Re: [PATCH] Interpret #r"..." as a raw string

From: Eli Zaretskii
Subject: Re: [PATCH] Interpret #r"..." as a raw string
Date: Fri, 05 Mar 2021 10:01:28 +0200

> From: Richard Stallman <rms@gnu.org>
> Cc: eliz@gnu.org, db48x@db48x.net, conao3@gmail.com,
>       monnier@iro.umontreal.ca, emacs-devel@gnu.org
> Date: Fri, 05 Mar 2021 00:39:27 -0500
> In Lisp, a program is a data structure.  It does not contain string
> literals -- it contains strings.  Thus, various sections of the manual
> can talk about what happens if you use a string in a certain
> expression, but they don't need to talk about the printed representation
> of that expression.

I understand what you are saying, but still there is a difference

   (concat foo bar)


   (concat foo "what we call a literal string")
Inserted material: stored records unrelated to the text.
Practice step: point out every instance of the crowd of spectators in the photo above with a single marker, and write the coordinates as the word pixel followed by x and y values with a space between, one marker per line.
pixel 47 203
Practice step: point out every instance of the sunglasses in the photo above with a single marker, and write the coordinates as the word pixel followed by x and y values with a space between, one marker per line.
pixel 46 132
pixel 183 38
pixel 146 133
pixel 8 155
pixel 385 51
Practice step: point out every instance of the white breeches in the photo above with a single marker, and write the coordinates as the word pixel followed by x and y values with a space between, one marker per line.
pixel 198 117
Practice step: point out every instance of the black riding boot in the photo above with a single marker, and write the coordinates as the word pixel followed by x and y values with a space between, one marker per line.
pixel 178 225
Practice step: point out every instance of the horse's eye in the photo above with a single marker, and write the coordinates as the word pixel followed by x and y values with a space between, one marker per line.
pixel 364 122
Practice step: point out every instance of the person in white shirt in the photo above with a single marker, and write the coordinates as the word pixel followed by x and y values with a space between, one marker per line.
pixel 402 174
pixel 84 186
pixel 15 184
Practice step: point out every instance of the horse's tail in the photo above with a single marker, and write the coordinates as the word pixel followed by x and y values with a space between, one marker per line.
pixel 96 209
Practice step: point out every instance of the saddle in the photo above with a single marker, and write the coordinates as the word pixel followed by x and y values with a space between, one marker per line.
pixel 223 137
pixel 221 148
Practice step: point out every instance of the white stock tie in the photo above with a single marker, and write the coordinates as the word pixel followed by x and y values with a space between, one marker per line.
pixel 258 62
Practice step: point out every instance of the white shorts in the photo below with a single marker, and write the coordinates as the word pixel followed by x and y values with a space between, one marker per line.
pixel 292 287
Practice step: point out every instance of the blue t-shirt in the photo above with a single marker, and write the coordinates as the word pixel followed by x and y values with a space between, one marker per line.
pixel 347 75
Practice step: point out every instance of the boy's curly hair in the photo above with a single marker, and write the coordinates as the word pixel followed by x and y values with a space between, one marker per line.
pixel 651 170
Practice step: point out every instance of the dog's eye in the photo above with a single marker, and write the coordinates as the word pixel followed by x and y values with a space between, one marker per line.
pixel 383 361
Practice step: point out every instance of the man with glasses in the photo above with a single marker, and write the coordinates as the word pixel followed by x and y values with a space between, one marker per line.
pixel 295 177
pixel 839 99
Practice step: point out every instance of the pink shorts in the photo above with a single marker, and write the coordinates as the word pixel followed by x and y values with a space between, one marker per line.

Even if 'bar's value is the same string as the one that appears
literally in the second example, there's at least a visual difference.
And in fact, the difference is not only visual, because the
byte-compiler is allowed to treat such "literal" strings specially in
some situations.  This is one reason why the ELisp manual mentions
literal strings: it needs to describe those special situations and the
pitfalls they bring with them.

Another reason is that many (most?) readers understand "literal
string" in the sense of the above example, so it is a convenient way
of making sure the reader understands what is being discussed.

Why is it harmful to use this terminology in conjunction with Lisp,
even though its semantics in Lisp is somewhat different?